Nix vereinbart, nix Anspruch, nix Urlaub. Das sind dann Taglöhner ohne Urlaubsanspruch.
Das iss nix neues in der Gastro.
"S"
Regel #4 read

"52 Stunden im Monat."

Die 52 Stunden werden zweimal erwähnt. Wenn ich den Mindestlohn gegenrechne... komme ich auf einen Minijob!
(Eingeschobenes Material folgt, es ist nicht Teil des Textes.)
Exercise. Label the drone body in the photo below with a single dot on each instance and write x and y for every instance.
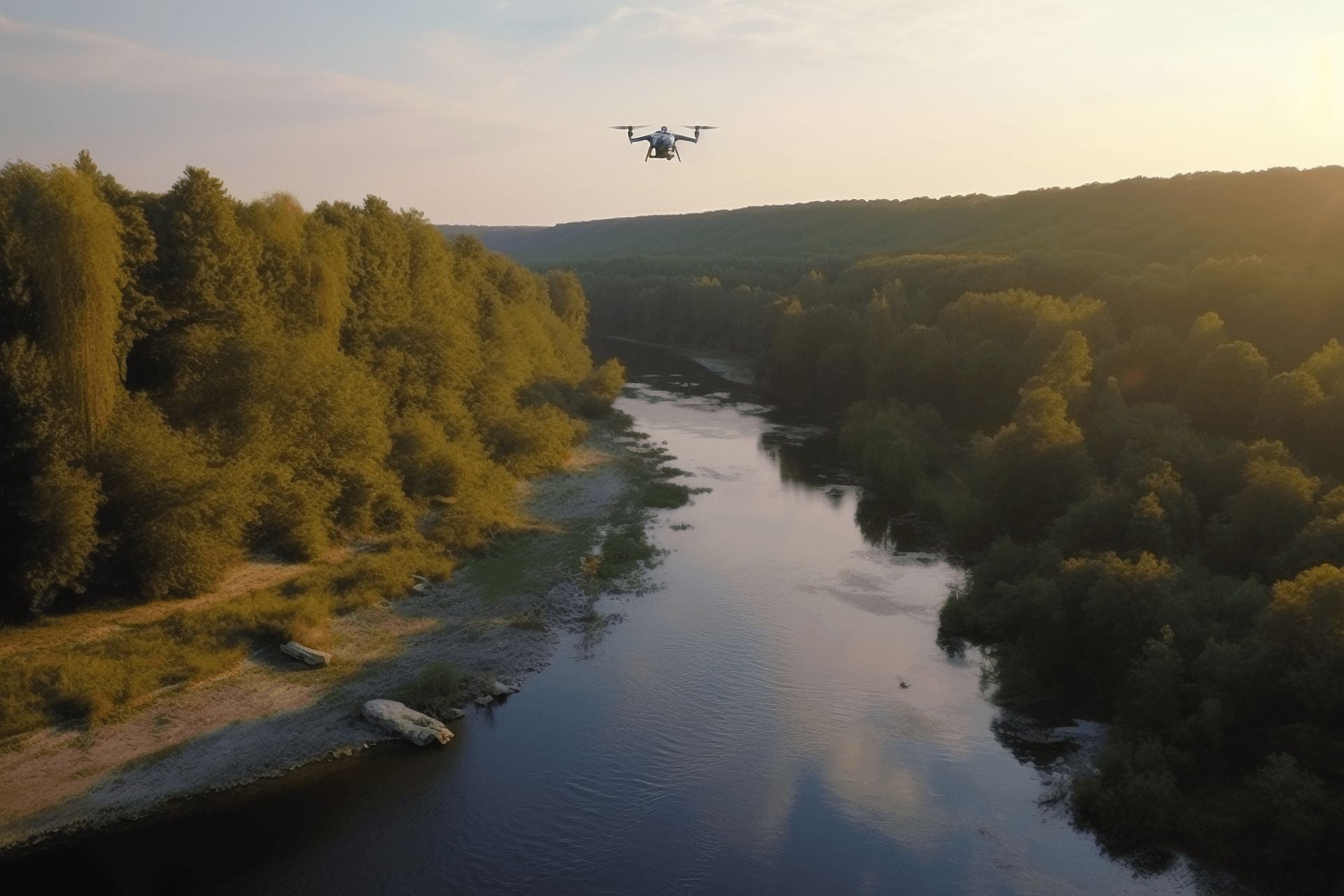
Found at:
(662, 141)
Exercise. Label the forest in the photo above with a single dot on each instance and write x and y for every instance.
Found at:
(187, 379)
(1126, 405)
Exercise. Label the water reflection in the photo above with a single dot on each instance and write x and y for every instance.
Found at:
(743, 729)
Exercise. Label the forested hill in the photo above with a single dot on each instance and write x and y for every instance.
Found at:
(1282, 211)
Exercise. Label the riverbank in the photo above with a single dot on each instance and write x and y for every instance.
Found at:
(499, 617)
(727, 365)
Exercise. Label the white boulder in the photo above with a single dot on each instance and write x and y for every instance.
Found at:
(405, 722)
(307, 654)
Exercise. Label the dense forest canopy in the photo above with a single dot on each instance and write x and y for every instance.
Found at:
(1126, 402)
(1282, 213)
(186, 378)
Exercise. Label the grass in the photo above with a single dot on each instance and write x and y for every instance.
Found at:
(438, 688)
(101, 680)
(624, 552)
(94, 682)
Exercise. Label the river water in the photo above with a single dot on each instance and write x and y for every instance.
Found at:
(741, 729)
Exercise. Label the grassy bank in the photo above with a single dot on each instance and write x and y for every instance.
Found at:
(100, 680)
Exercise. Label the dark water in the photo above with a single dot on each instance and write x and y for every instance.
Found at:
(742, 729)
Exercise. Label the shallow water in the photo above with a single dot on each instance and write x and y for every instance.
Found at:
(742, 729)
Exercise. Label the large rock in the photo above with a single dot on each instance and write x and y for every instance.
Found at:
(307, 654)
(405, 722)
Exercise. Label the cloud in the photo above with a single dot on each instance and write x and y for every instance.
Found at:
(853, 29)
(74, 58)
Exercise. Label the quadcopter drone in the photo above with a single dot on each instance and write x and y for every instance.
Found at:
(663, 141)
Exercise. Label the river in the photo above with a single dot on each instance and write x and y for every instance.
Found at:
(742, 729)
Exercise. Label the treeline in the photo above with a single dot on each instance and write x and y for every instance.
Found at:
(1144, 461)
(186, 378)
(1282, 213)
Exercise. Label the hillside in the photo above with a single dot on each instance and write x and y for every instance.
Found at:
(1281, 211)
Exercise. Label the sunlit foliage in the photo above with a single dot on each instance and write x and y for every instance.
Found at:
(186, 378)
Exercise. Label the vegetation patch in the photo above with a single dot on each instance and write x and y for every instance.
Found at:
(438, 688)
(664, 496)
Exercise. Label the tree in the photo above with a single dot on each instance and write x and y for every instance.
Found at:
(1225, 390)
(76, 267)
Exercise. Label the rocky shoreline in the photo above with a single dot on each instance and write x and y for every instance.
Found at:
(276, 713)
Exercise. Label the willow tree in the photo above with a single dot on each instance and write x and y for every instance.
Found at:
(74, 262)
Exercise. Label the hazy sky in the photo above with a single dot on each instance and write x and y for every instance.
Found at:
(495, 112)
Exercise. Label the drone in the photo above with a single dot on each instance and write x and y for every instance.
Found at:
(663, 141)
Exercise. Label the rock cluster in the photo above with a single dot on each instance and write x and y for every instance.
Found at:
(405, 722)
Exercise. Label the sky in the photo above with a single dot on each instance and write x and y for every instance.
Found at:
(496, 113)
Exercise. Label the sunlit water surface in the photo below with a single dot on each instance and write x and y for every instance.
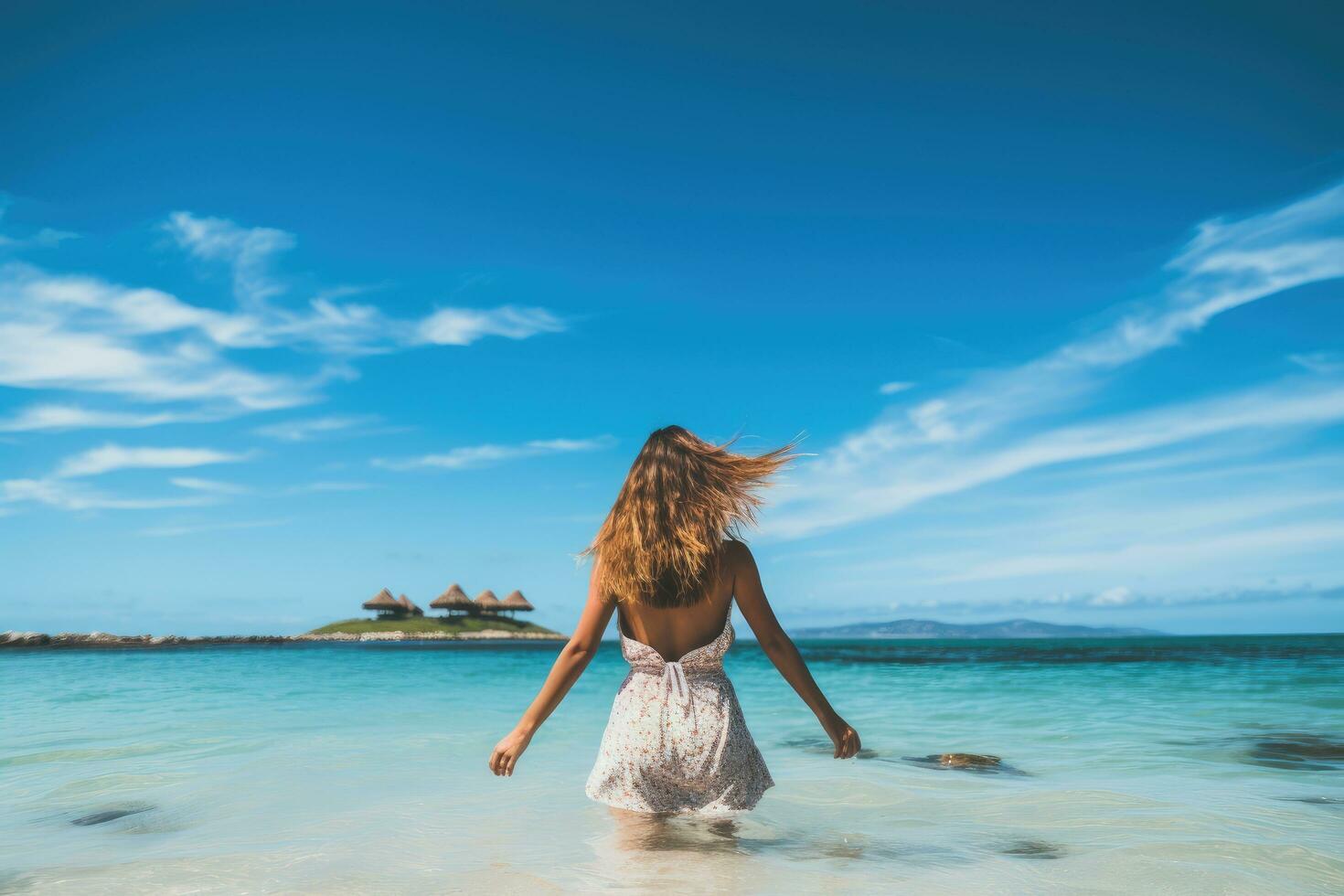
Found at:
(1181, 764)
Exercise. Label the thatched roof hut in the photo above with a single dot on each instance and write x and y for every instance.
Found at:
(486, 602)
(453, 600)
(517, 601)
(385, 602)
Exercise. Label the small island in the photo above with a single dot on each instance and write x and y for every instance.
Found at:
(485, 618)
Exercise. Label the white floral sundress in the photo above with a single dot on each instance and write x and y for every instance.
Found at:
(677, 741)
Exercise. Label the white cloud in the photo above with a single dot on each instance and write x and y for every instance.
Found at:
(1318, 361)
(73, 496)
(992, 426)
(116, 457)
(246, 251)
(214, 486)
(177, 531)
(306, 488)
(309, 429)
(62, 331)
(465, 325)
(1120, 600)
(477, 455)
(65, 417)
(45, 238)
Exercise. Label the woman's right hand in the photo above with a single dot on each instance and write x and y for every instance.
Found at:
(844, 738)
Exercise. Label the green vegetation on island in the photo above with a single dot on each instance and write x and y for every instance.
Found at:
(436, 624)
Gast übt einen Minijob aus und ich sage es gelten die Regeln für Minijob!

Just my 2 Cent
Ach ing, es bleibt bei Deiner Leseschwäche, jetzt kommt auch noch ein Verständnisproblem dazu. Hauptsache Deine Milchmädchenrechnung muss irgendwie Bestand haben.
Also für den ganz begriffsstutzigen ing:
Gesetzt sagt: Berechnung von Urlaub nach vereinbarter Arbeitszeit. Siehe Berechnung.
Gast sagt: Isse nix vereinbart für Arbeitstage pro Monat, pro Woche.
Dann Rayer sagt: Nix vereinbart, nix Anspruch, nix Urlaub.
Rayer sagt auch: Isse Taglohn. isse Gastro üblich.
Kapisch?
Du bleibst ein rechthaberischer Voll....,
Hauptsache Deine Version wird nicht mal in allerleiseste Zweifel gezogen.
Es wäre noch zu prüfen, ist wenigstens die Zahl der Arbeitstunden vereinbart. Dann könnte man, "ich sage, könnte", Rückschlüsse auf die Arbeitstage ziehen und notfalls bei einem Arbeitsgericht durchsetzen. "KÖNNTE"!
Das Gericht muss dann den Ausführungen folgen und anhand der Stundenbelege eine durchschnittliche Zahl der Arbeitstage berechnen, daraus dann den Urlaubsanspruch in "Tagen".
Es gibt aber die Milchmädchenrechnung von 48 Urlaubsstunden nicht, und in gar keinem Fall. Es gibt nur:"TAGE"!!!!
@ing
Blablabla. Die ingsche Milchmädchenrechnung muss Bestand haben, auf Biegen und Brechen. Was soll man mit dem Unsinn, ernstgenommen oder nicht? Völlig untauglich, es wird nach Tagen berechnet.
Was hast unserem Gast geliefert? Nix Verwertbares. Aber wenn es Dir hilft, ja ich bestätige, DU hast schön gerechnet. Zufrieden? Jetzt verteil noch die 48h in Tage dann bist Du perfekt.
Was ich geliefert habe? Die Info, ohne die Benennung der wöchentlichen Arbeitstage, kann man einen Urlaubsanspruch nicht ableiten. Zumindest nicht wie der Interpret, durch einen Schuss aus der Hüfte.
Weiter habe ich geliefert, das stinkt Dir natürlich am meisten, die Milchmädchenrechnung des Prof. Dr. ing. darf man getrost in die Tonne kloppen.